In squad meetings and private one-on-one sessions, they're talking with players who've been shocked and shaken by the sudden death of 10 people, including two of their fellow athletes.
"We've had kids talking about getting back on planes and taking buses," Oklahoma coach Kelvin Sampson said Monday during the league's weekly conference call.
"The fallout from this will affect certainly us all."
In addition to players Dan Lawson and Nate Fleming, eight other members of Oklahoma State's traveling party died in the crash of the small aircraft near Byers, Colo., Saturday evening.
Texas coach Rick Barnes gave his players the bad news just after the plane landed that had flown them back from their game in Arizona.
"It took the life right out of them," Barnes said. "It hit so close to home. It could be us. They all went right to the phone and called their parents."
Many young athletes come to college with little or no flying experience and are already apprehensive about planes.
"I assured our players they should know we would never, ever do anything to jeopardize their safety. And I would never, ever ask them to do something I wouldn't do," Barnes said.
Oklahoma's next game is Wednesday against Baylor in Waco, Texas, and many players have asked Sampson if they could bus instead of fly.
"I told them we'd talk about it," said Sampson. "We're going to fly."
Because so many Big 12 schools are in small midwestern towns far from large metropolitan airports, they frequently take private or charter flights instead of commercial aircraft.
The Sooners were trying to fly out of Lubbock, Texas after playing Texas Tech last year when inclement weather delayed their plane's arrival by almost two hours. Rather than fly in the bad weather, Sampson put his players on a bus and made an 81/2-hour drive back home to Norman, Okla.

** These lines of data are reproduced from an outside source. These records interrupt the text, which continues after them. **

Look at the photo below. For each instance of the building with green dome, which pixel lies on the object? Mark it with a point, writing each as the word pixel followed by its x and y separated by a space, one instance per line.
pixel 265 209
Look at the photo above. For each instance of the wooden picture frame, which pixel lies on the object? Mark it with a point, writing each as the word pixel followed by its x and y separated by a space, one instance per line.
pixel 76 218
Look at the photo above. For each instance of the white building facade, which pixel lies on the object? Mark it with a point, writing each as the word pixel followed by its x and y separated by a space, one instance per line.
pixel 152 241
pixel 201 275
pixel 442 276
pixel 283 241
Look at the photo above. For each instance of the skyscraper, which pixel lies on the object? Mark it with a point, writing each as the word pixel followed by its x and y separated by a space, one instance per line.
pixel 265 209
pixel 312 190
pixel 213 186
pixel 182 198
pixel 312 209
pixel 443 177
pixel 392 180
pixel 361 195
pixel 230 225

"There is nothing convenient about an 81/2-hour bus trip," said Sampson.
The Oklahoma State crash hit Missouri particularly hard. Last year after taking off from Columbia, Mo., en route to Texas, their plane made an emergency landing in Springfield.

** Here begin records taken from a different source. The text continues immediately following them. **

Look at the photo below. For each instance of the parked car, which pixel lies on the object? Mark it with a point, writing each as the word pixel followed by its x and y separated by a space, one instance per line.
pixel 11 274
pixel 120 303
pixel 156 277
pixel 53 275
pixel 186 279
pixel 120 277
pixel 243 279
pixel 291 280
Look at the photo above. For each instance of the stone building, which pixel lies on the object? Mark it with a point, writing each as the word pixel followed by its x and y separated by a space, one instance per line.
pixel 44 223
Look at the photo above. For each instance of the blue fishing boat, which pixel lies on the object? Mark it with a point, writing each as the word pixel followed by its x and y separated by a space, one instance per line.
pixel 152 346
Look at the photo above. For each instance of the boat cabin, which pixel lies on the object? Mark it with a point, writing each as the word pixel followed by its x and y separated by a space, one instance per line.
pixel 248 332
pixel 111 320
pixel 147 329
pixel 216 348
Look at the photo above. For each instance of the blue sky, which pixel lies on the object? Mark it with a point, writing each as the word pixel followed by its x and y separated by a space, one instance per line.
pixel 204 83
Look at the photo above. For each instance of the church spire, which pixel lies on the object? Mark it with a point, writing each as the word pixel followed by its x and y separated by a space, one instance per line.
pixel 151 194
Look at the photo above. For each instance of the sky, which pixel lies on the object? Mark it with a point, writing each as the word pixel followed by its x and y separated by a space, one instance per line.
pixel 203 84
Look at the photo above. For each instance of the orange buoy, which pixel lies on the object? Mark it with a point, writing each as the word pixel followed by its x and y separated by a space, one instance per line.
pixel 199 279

"Obviously, (the Oklahoma State crash) could be us," said Tigers coach Quin Snyder. "A lot of kids haven't flown (before getting to college). They are concerned about flying."
A light snow was falling when the Oklahoma State plane took off from Denver. There has been speculation that ice on the wings may have been a factor.

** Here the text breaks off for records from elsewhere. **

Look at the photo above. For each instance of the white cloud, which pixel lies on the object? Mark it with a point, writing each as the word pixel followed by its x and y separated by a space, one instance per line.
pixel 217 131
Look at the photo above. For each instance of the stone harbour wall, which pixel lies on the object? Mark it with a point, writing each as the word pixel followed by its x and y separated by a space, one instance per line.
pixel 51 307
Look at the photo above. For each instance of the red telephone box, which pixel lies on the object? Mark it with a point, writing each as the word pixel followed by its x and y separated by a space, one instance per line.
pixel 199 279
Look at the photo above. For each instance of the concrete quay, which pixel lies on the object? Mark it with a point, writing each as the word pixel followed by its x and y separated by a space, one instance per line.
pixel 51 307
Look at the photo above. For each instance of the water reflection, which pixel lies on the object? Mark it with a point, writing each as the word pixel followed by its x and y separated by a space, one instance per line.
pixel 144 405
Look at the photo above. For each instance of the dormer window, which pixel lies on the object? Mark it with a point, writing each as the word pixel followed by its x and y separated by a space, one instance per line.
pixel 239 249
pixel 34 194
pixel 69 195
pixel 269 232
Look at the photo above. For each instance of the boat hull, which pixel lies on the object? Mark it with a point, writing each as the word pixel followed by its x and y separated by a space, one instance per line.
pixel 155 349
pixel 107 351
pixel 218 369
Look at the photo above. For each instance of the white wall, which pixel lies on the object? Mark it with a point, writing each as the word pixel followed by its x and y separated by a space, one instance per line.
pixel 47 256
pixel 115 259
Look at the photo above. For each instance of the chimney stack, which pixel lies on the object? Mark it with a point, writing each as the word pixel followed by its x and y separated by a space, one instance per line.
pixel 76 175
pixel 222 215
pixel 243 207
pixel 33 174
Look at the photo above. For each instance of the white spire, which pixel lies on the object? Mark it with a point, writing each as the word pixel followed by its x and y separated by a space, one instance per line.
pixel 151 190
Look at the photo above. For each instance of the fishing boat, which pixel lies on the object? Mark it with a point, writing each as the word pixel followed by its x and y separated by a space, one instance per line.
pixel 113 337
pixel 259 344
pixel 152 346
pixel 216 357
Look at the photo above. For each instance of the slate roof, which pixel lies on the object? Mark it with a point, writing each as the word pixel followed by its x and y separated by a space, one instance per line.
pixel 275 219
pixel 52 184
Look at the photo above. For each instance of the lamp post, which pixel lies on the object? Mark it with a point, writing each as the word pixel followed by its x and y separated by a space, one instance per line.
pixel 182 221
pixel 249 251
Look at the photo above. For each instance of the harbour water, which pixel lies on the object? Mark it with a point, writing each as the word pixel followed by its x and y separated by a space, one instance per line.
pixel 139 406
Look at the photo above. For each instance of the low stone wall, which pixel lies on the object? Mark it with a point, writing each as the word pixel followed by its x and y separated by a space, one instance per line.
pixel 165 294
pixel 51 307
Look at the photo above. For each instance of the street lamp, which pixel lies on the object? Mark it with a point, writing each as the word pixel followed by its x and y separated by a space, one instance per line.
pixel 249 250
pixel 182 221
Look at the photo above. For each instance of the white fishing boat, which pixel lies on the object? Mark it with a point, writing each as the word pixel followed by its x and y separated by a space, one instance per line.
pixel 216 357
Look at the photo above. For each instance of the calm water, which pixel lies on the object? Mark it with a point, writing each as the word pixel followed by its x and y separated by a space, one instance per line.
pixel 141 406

"I'm supposed to get on a private plane tomorrow and go recruiting," said Kansas coach Roy Williams. "I don't think I'm overreacting when I say if there's any problems in weather, I'm not going to get on it."
Texas A&M coach Melvin Watkins sensed that his players were unnerved by the news before they took the court against Iowa State on Sunday afternoon.
"Here I am worrying about being 0-7 in the conference. But it compares not at all to the tragedy that just happened," said Watkins. "We've got some kids who don't particularly care to fly anyway. Any time a tragedy like this happens, across the board people get concerned about flying again."
Texas Tech coach James Dickey discusses the safety of flying with his team every year.
"There's no question there are a lot of these young people who have fears about flying," he said.
Dickey also doubts that people around the country will fully understand how the tragedy has affected every other team and school in the conference.
"There's a closeness that most people do not know exists," he said. "This conference as a whole, as far as basketball is concerned, is pretty close."
Colorado players were probably as rattled as any since, they had just played the Cowboys a couple of hours before the crash.
"We had a team meeting to talk about their emotions and feelings," said coach Ricardo Patton. "I think we're going to go back to commercial (flights) just to put our guys' minds more at ease."